Das archäologische Kulturgut in Liechtenstein spiegelt eine Zeitspanne von rund 7000 Jahren Menschheitsgeschichte wider. Die im Boden verborgenen Funde und Befunde sollen wann immer möglich intakt an ihrem Ursprungsort verbleiben. Als «Archiv im Boden» bleibt es erhalten und ist für spätere Generationen zugänglich. 

Funde und Befunde sind allerdings durch Bauarbeiten, land- und forstwirtschaftliche Tätigkeiten, Erosion und illegale Raubgräberei akut bedroht. Kann unser kulturelles Erbe nicht erhalten bleiben, führt das Team der Abteilung Archäologie im Amt für Kultur Notgrabungen durch. Mit wissenschaftlichen Methoden werden die im Boden erhaltenen Informationen und Gegenstände dokumentiert und geborgen.

Eine wichtige Rolle in der archäologischen Erforschung Liechtensteins spielte der Historische Verein für das Fürstentum Liechtenstein. Seit seiner Gründung im Jahr 1901 initiierte dieser etliche Ausgrabungen im Land.
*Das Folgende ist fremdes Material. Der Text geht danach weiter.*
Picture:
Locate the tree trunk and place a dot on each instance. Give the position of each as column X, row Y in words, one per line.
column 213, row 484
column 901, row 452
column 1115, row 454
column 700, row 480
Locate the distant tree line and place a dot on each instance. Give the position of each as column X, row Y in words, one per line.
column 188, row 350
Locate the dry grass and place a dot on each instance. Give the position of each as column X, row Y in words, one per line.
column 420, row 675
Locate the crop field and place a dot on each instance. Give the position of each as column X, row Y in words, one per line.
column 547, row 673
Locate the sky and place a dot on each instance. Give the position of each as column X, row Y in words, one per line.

Zwischen 1940 und 1965 erlebte die liechtensteinische Archäologie unter dessen Federführung ihre erste Blüte.

Archäologie mit Geschichte

Liechtenstein ist überaus reich an historischen Kulturgütern, denn seit über 170 Jahren wird hier archäologisch geforscht. Das römische Kastell und die frühmittelalterliche Kirche St. Peter in Schaan zählen zu den frühesten Entdeckungen. Die antiken Grundmauern wurden nach dem Dorfbrand von 1849 teilweise freigelegt. Eine wichtige Rolle in der archäologischen Erforschung Liechtensteins spielte der Historische Verein für das Fürstentum Liechtenstein. Seit seiner Gründung im Jahr 1901 initiierte dieser etliche Ausgrabungen im Land. Zwischen 1940 und 1965 erlebte die liechtensteinische Archäologie unter dessen Federführung ihre erste Blüte. Einige international bekannten Fundorte auf dem Höhenrücken des Eschnerbergs (Lutzengüetle, Schneller, Borscht) oder auf dem Felskopf der Burg Gutenberg wurden in dieser Zeit in Teilbereichen ausgegraben.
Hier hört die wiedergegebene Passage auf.